Notes on Hess's Law and Stepwise Reaction Manipulation

Hess's Law Overview

• Hess's law states that the total enthalpy change for a reaction is the sum of the enthalpy changes for the individual steps, regardless of the path taken.

Steps to Apply Hess's Law

Step 1: Label Each Reaction

• Label each equation with letters (e.g., a, b, c).
    - Example: For two equations, use a and b; for three, use a, b, c, etc.

Step 2: Identify the Desired Reaction

• Start with the original reaction you want to analyze.

• Identify the first reactant from the desired reaction.
    - Example: The reaction involves nitrogen and oxygen forming dinitrogen oxide.
    - Clarification: Dinitrogen oxide is used in various applications, including fuel preparation.

Step 3: Analyze Stepwise Functions

• Locate the reactant in your stepwise reactions.

• Reactants can appear on either reactant or product sides in the stepwise equations.
    - If the reactant is already on the correct side in a stepwise reaction, maintain its positive sign.
    - If it’s on the opposite side, flip the reaction and apply a negative sign.

• Scaling might be necessary, as the quantities in your desired reaction may not match those in the stepwise equations.

Step 4: Repeat for Other Reactants

• Move to the next reactant in the desired reaction.

• If a reactant is found in more than one stepwise reaction, skip it initially to avoid complicating the process.
    - Example: In case of encountering oxygen, you may choose to skip it until necessary to avoid confusion.

Step 5: Use Unused Stepwise Equations

• To eliminate unwanted substances (e.g., water), select any unused reaction that generates the substance.
    - Arrange the reactions so that reactive species are on opposing sides to cancel appropriately.

Step 6: Cancel Compounds

• Cancel out compounds that appear on both reactant and product sides.
    - Aim to simplify until only the desired overall reaction remains.

• Maintain clarity while performing arithmetic and algebraic manipulations.

Step 7: Algebraic Representation of Enthalpy Change

• Create an algebraic expression to represent the enthalpy changes.
    - Example: If the steps yield changes represented by a, b, and c, write it as: $2c - 2b - a$ for the net enthalpy change.

Practical Considerations

• Scenarios requiring manipulation may include scaling by factors such as two-thirds or one-half.

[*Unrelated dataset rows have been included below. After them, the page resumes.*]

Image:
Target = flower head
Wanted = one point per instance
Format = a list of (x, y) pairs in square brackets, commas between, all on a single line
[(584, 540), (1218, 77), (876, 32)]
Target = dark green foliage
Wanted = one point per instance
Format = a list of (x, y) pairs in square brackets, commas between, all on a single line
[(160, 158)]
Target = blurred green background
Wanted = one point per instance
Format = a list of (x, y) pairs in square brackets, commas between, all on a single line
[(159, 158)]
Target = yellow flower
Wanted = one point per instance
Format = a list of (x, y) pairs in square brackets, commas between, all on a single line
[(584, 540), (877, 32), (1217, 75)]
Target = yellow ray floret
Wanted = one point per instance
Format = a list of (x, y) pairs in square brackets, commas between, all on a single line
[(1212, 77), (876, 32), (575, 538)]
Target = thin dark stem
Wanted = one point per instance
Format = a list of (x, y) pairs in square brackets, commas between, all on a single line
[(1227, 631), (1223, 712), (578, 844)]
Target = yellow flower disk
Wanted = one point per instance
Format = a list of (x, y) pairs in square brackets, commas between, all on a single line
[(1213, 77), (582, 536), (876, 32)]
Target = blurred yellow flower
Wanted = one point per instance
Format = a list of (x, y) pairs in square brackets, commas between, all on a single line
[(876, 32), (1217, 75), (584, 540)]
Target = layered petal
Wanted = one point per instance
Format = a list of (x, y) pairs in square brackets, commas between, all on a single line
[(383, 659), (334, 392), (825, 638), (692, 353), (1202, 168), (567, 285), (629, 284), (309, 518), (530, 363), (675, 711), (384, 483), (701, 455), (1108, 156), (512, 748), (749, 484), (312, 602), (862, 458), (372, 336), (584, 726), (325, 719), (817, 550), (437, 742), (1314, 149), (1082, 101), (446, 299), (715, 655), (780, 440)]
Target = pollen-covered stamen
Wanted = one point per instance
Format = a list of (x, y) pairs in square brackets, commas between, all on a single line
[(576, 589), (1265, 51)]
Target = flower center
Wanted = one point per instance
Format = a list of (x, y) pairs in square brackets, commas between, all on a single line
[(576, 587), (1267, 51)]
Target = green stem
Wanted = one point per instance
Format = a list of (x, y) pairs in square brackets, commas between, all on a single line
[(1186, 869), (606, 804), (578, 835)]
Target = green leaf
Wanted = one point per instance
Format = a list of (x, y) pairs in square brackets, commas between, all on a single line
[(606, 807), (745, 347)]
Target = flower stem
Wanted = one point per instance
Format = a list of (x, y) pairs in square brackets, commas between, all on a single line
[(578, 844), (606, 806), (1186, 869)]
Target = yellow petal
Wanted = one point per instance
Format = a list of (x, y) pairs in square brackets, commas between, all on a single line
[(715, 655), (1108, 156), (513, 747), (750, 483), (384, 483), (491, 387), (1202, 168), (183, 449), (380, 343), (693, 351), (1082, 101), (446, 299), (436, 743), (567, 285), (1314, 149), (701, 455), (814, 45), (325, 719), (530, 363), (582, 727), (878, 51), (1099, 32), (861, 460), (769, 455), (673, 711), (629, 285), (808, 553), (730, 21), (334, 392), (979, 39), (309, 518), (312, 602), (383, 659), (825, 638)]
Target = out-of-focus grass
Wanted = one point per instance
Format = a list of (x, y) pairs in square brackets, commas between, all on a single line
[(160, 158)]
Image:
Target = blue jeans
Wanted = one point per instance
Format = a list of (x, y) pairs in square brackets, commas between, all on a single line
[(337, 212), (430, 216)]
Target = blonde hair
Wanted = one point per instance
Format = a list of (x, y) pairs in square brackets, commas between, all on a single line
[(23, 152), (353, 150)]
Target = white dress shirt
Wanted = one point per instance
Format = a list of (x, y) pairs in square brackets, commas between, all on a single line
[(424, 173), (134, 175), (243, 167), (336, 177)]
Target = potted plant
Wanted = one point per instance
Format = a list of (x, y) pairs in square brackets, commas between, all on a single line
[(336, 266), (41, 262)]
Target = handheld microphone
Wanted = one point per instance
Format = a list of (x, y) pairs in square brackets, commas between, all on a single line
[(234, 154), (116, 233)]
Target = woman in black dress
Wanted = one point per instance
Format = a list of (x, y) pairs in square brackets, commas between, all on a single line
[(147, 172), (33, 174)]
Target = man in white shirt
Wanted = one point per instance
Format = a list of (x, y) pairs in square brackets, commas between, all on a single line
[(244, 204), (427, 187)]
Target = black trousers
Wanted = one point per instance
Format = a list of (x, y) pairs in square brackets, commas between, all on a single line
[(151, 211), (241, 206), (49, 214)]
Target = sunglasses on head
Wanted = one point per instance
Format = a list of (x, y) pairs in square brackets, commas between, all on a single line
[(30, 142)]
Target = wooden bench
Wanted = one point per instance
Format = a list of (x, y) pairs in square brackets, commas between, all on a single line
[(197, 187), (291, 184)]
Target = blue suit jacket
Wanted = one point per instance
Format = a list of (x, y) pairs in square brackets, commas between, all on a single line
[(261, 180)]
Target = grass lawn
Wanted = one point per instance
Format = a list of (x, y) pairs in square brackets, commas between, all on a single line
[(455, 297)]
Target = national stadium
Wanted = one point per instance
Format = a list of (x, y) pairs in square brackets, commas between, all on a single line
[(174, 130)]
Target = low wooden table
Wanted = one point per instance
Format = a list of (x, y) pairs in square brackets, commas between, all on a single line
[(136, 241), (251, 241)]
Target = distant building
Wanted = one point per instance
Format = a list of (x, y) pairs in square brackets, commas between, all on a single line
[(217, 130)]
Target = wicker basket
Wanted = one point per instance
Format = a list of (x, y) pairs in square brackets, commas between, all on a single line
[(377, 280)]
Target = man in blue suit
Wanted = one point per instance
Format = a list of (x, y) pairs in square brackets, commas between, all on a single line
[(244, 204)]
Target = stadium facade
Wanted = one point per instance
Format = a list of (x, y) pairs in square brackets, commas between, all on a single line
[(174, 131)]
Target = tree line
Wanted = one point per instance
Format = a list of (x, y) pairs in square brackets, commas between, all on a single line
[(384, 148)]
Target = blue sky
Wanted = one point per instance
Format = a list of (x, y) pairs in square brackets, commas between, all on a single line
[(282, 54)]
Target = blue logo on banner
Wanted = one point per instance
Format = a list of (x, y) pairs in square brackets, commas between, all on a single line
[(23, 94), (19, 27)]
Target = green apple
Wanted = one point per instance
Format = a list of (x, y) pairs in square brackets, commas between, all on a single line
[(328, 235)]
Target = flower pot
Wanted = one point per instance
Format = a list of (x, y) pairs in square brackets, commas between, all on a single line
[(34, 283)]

• Ensure balancing of elements (e.g., nitrogen and oxygen coefficients) through consistent scalar multiplication.

Final Thoughts

• Visualization is vital: Keeping reactions aligned helps ease the cancellation process.

• Always review your steps and ensure each manipulation logically leads to the desired outcome.

• If uncertain about a step or calculation, consult reference materials or instruction resources available in course platforms (e.g., Canvas).